Since 2022, Environment and Climate Change Canada has been consulting on the development of a plastics registry, similar to how it tracks greenhouse-gas emissions.
The registry is to be phased in over the next few years.
Guilbeault said it will make plastics producers more responsible for what they are putting on the market.
“What we’re aiming to do with this registry is to ensure that there’s more transparency in Canada on the production and use of plastics,” he said.
“It is hard to tackle a problem if you don’t know what it is, where it is, what’s being used.”
For years, Canada has asked industries to report on emissions they produce, and those data are a critical component of Canada’s annual reporting on total emissions.
Guilbeault said the plastics registry will be similar. Companies that produce or import plastic in Canada will have to report every year how much of it they are putting on the market, along with how much plastic waste they generate.
That includes reporting on how much they send for recycling or reuse, versus how much is simply tossed out.
The registry will start with plastic packaging, electronics and single-use items, and eventually expand to include plastic resins, tires and plastic products for agriculture.
Statistics Canada reported that in 2019, 6.2 million tonnes of plastic was produced in Canada, more than one-third of it for packaging alone.
Canada also estimates that more than four million tonnes of plastic ends up as waste each year, and less than one-tenth of that is recycled.
The registry announcement is the first of several domestic moves Guilbeault is expected to make on plastics this week, as delegates from more than 170 countries descend on a downtown Ottawa convention centre to make progress on a global plastics treaty.
Guilbeault, who was key to getting a UN motion passed in 2022 that set the process for the treaty talks in motion, said it is a “once-in-a-generation opportunity.”
There is growing evidence about the physical harm all the plastics we produce is causing, as production has nearly doubled in 20 years and plastic itself never really disappears.

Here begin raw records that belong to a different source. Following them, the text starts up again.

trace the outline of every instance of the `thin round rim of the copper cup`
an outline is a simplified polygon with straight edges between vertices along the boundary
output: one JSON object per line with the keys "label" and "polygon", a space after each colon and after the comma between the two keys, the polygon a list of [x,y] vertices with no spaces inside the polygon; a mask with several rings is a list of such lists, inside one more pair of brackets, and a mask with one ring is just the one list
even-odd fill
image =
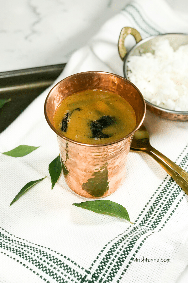
{"label": "thin round rim of the copper cup", "polygon": [[[140,123],[137,125],[136,128],[134,128],[128,135],[124,136],[123,138],[121,139],[118,139],[114,142],[108,142],[108,143],[101,143],[101,144],[90,144],[90,143],[83,143],[83,142],[76,142],[66,136],[63,136],[62,134],[60,134],[60,132],[58,132],[58,130],[55,129],[54,125],[51,124],[49,118],[48,118],[48,115],[46,113],[46,105],[47,105],[47,102],[48,102],[48,97],[50,96],[51,92],[53,92],[54,88],[56,88],[57,85],[60,85],[62,81],[64,80],[67,80],[71,77],[74,77],[75,75],[78,75],[78,74],[91,74],[91,73],[97,73],[97,74],[107,74],[107,75],[113,75],[114,77],[118,77],[122,80],[125,80],[128,84],[132,85],[138,92],[138,94],[140,95],[140,97],[142,98],[142,101],[143,101],[143,106],[144,106],[144,111],[143,111],[143,117],[140,121]],[[73,74],[73,75],[70,75],[66,78],[64,78],[63,80],[60,80],[57,84],[55,84],[55,86],[52,87],[52,89],[50,90],[50,92],[48,93],[46,99],[45,99],[45,103],[44,103],[44,116],[45,116],[45,119],[48,123],[48,125],[50,126],[50,128],[60,137],[62,137],[63,139],[65,139],[66,141],[69,141],[69,142],[73,142],[75,144],[79,144],[79,145],[82,145],[82,146],[88,146],[88,147],[102,147],[102,146],[107,146],[107,145],[111,145],[111,144],[114,144],[114,143],[118,143],[118,142],[121,142],[123,140],[125,140],[126,138],[128,138],[129,136],[133,135],[137,130],[138,128],[142,125],[143,121],[144,121],[144,118],[145,118],[145,114],[146,114],[146,103],[145,103],[145,100],[144,100],[144,97],[142,95],[142,93],[139,91],[139,89],[130,81],[130,80],[127,80],[126,78],[122,77],[122,76],[119,76],[119,75],[116,75],[116,74],[113,74],[113,73],[109,73],[109,72],[102,72],[102,71],[87,71],[87,72],[80,72],[80,73],[76,73],[76,74]]]}

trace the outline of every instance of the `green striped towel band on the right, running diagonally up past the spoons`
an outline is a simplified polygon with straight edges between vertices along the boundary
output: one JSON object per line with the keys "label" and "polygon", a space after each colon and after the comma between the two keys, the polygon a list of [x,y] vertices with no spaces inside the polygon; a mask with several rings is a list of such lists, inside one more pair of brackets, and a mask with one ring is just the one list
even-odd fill
{"label": "green striped towel band on the right, running diagonally up past the spoons", "polygon": [[[188,169],[187,147],[188,146],[185,147],[180,155],[182,156],[184,154],[179,164],[185,170]],[[180,157],[178,159],[180,159]],[[160,231],[165,227],[184,196],[185,193],[183,190],[171,177],[167,176],[139,214],[135,221],[137,226],[129,226],[124,233],[121,233],[110,241],[92,263],[90,270],[94,267],[95,270],[94,273],[93,271],[92,273],[95,282],[112,282],[119,271],[119,267],[124,264],[129,257],[128,264],[122,273],[124,274],[133,262],[133,258],[136,256],[144,241],[154,232]],[[152,201],[153,203],[151,203]],[[144,235],[144,239],[138,244],[137,242]],[[137,248],[135,249],[136,245]],[[103,255],[104,252],[105,256]],[[121,277],[122,275],[119,277],[119,280]]]}

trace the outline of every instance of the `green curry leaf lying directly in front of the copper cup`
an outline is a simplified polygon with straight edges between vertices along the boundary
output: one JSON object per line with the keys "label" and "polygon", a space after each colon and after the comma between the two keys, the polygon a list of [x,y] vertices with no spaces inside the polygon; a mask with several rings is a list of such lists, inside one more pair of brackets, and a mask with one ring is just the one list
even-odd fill
{"label": "green curry leaf lying directly in front of the copper cup", "polygon": [[[127,209],[124,208],[121,204],[114,203],[110,200],[95,200],[84,203],[73,203],[73,205],[76,205],[81,208],[89,209],[93,212],[102,213],[105,215],[117,216],[130,222]],[[133,224],[132,222],[130,223]]]}

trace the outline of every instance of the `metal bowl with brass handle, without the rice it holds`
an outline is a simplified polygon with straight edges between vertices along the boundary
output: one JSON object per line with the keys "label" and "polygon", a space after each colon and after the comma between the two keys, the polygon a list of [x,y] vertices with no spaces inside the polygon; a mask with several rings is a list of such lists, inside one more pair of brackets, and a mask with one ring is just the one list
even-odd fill
{"label": "metal bowl with brass handle, without the rice it holds", "polygon": [[[125,38],[128,34],[134,36],[137,44],[129,51],[126,51],[124,46]],[[180,45],[188,44],[188,35],[181,34],[181,33],[167,33],[161,34],[157,36],[150,36],[146,39],[142,39],[139,32],[131,27],[124,27],[120,33],[119,41],[118,41],[118,51],[121,59],[124,61],[123,64],[123,73],[124,77],[128,79],[128,67],[127,62],[130,56],[136,55],[140,56],[140,51],[142,53],[154,53],[152,47],[156,42],[161,39],[168,39],[170,45],[173,47],[174,50],[178,49]],[[188,111],[175,111],[169,110],[162,107],[159,107],[145,99],[146,109],[153,112],[154,114],[158,114],[162,118],[175,120],[175,121],[187,121],[188,120]]]}

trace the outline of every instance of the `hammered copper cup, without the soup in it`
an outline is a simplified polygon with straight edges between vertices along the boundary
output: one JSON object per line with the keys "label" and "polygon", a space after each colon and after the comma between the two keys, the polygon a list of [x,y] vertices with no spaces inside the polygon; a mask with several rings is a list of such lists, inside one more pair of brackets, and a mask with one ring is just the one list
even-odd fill
{"label": "hammered copper cup, without the soup in it", "polygon": [[[53,125],[58,105],[69,95],[87,89],[117,93],[125,98],[136,114],[136,126],[127,136],[105,144],[85,144],[60,134]],[[83,72],[57,83],[44,104],[45,118],[57,134],[65,181],[70,189],[83,197],[100,198],[118,189],[125,177],[127,156],[133,134],[142,124],[146,106],[144,97],[127,79],[106,72]]]}

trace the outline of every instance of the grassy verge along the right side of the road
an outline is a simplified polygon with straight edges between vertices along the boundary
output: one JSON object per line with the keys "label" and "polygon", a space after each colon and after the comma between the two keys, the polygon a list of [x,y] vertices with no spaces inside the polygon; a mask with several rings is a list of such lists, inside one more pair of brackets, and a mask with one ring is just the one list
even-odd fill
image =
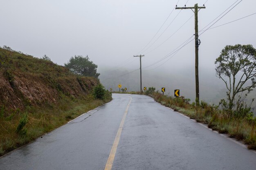
{"label": "grassy verge along the right side of the road", "polygon": [[210,106],[205,102],[195,106],[195,104],[189,104],[184,97],[173,98],[156,92],[149,96],[164,106],[173,108],[198,122],[208,124],[209,128],[219,133],[226,133],[229,137],[243,141],[249,149],[256,150],[256,118],[230,118],[227,113],[218,109],[218,106]]}

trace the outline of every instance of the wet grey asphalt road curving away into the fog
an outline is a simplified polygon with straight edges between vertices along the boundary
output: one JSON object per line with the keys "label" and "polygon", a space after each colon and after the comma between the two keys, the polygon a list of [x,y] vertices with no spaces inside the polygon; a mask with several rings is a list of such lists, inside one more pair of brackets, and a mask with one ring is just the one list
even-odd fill
{"label": "wet grey asphalt road curving away into the fog", "polygon": [[0,170],[256,170],[256,154],[144,95],[113,100],[0,157]]}

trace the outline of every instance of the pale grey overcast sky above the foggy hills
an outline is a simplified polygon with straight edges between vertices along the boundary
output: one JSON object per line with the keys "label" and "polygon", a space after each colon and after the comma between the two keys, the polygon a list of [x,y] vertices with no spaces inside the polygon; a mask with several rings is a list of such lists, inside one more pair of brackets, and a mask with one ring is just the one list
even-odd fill
{"label": "pale grey overcast sky above the foggy hills", "polygon": [[[136,69],[139,68],[139,58],[133,55],[144,54],[142,67],[146,67],[172,52],[194,34],[194,17],[191,17],[193,11],[175,10],[176,3],[178,2],[178,7],[183,7],[184,4],[191,7],[195,3],[202,6],[206,1],[1,0],[0,46],[6,45],[35,57],[47,55],[53,62],[61,65],[71,56],[88,55],[99,69]],[[234,2],[236,0],[208,0],[205,3],[206,9],[199,11],[199,30]],[[240,0],[236,3],[238,2]],[[256,1],[242,0],[213,26],[256,13],[255,7]],[[191,19],[186,22],[189,18]],[[165,20],[166,23],[146,47],[147,50],[142,50]],[[182,24],[184,26],[179,29]],[[256,15],[252,15],[200,35],[200,71],[214,71],[214,61],[225,45],[252,44],[256,47],[255,26]],[[169,38],[171,35],[173,36]],[[167,38],[169,39],[164,42]],[[155,43],[150,46],[153,42]],[[162,45],[159,46],[160,44]],[[155,49],[156,47],[158,48]],[[170,60],[163,60],[144,70],[158,67],[155,71],[174,72],[175,69],[194,66],[194,48],[192,41],[173,57],[166,58]]]}

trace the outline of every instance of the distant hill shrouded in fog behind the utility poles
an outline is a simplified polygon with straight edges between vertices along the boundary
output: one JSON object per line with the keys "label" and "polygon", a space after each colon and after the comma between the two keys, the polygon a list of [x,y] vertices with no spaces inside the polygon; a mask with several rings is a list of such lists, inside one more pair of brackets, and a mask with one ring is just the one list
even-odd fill
{"label": "distant hill shrouded in fog behind the utility poles", "polygon": [[[155,87],[156,90],[161,90],[161,87],[166,88],[168,95],[174,95],[175,89],[180,89],[180,95],[195,100],[195,73],[193,66],[186,68],[175,68],[172,72],[161,71],[144,71],[142,70],[142,88]],[[101,68],[99,79],[103,86],[107,89],[112,88],[113,91],[118,91],[118,84],[126,87],[128,91],[140,90],[140,73],[139,69],[130,73],[132,70],[121,68]],[[128,74],[129,73],[129,74]],[[119,76],[122,75],[122,76]],[[226,98],[225,84],[215,75],[215,70],[205,70],[200,72],[200,100],[209,104],[218,104],[220,99]],[[251,83],[251,82],[248,82]],[[247,104],[250,104],[252,98],[256,96],[254,89],[247,97]],[[256,107],[256,102],[252,104],[252,108]],[[256,110],[254,110],[256,113]]]}

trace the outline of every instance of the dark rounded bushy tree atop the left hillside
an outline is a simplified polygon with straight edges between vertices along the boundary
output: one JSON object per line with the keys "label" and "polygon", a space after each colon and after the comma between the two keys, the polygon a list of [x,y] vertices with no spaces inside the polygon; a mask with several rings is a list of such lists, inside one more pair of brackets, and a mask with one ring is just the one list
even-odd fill
{"label": "dark rounded bushy tree atop the left hillside", "polygon": [[97,73],[97,65],[90,61],[88,55],[83,57],[82,55],[71,57],[70,60],[64,64],[65,67],[69,68],[75,74],[90,76],[90,77],[99,77]]}

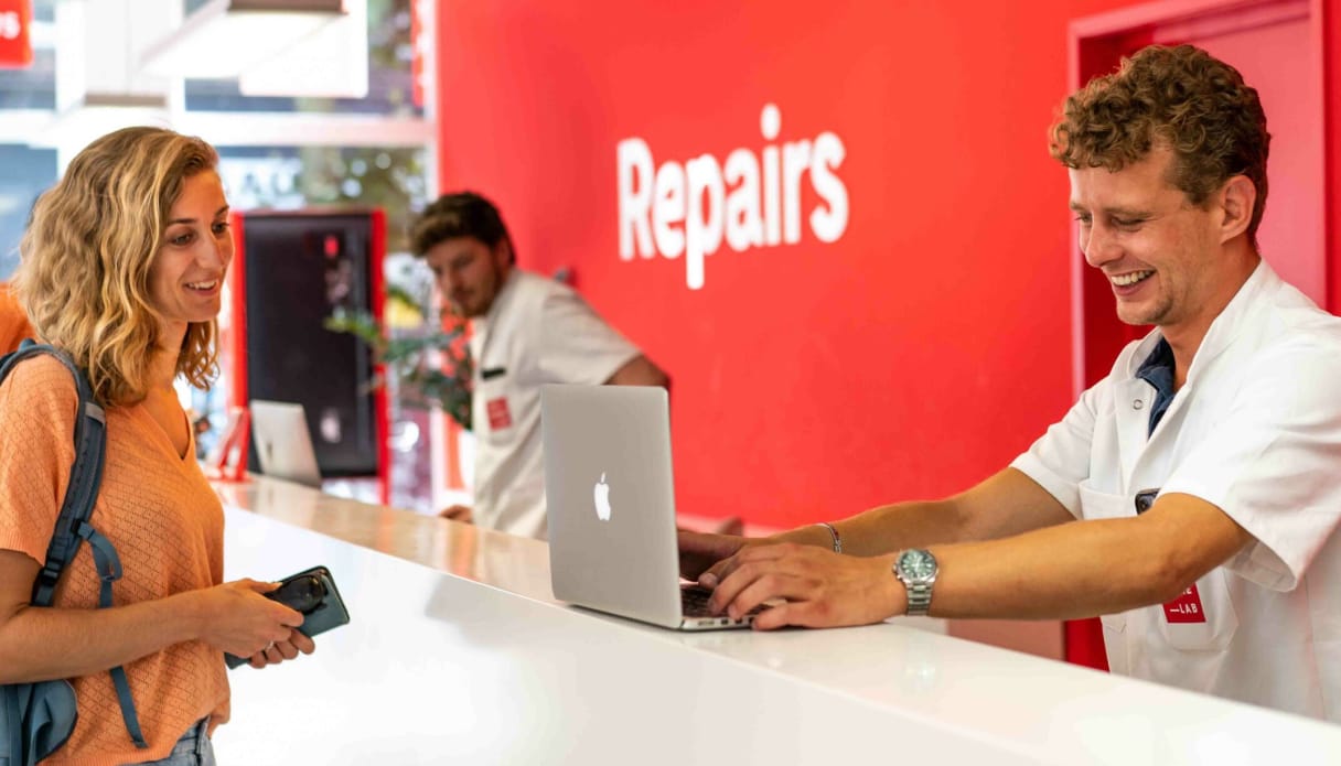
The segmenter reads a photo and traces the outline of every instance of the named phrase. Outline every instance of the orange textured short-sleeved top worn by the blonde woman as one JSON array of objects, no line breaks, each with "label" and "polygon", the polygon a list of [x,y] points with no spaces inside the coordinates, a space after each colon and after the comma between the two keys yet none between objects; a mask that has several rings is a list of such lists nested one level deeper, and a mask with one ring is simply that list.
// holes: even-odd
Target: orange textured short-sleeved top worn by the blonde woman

Instead, it breaks down into microparticles of plastic that end up in our water, our food and our air.
Microplastics are linked to a string of health concerns including hormone disruptions, cancers and infertility.
The treaty is bent on attacking that problem.
“We’re leaving a legacy of environmental disaster for future generations if we fail to act,” Guilbeault said.
Inger Andersen, the executive director of the UN Environment Program, said Monday that a successful treaty must have clear and measurable targets, with specific timelines and agreement that unnecessary single-use and problematic plastics must be phased out.
She also said recycling must be improved and the treaty must address “chemicals of concern,” a list of toxic chemicals used to make plastics that are hazardous to human health.
“We are on the cusp of securing a just and ambitious treaty that addresses that full life cycle,” she said.
The Ottawa talks are the fourth of five scheduled rounds. Earlier talks were held in Uruguay in 2022, and in Paris and Kenya in 2023. The goal is that by the end of this year, at the fifth round in South Korea, a treaty can be finalized.
Dr. Adil Najam, president of the Worldwide Fund for Nature, said if a full treaty is to be possible by the end of the year, the Ottawa talks must reach agreement on the need to ban the most problematic plastics and chemicals.
Delegates must also agree to hold formal talks between the Ottawa negotiations and those scheduled at the end of November, Najam said.
Guilbeault said there are some areas where there is widespread agreement, including banning some single-use plastics and “chemicals of concern,” the need for plastics to contain more recycled content and the need for more transparency in labelling so consumers know what is in the plastics they are buying.
What he said is still not clear is whether the treaty will include very specific elements, such as which chemicals to ban, or whether it’s more of a framework with “details to come later.”
“I think this is still an area where countries need more time to discuss and exchange,” he said.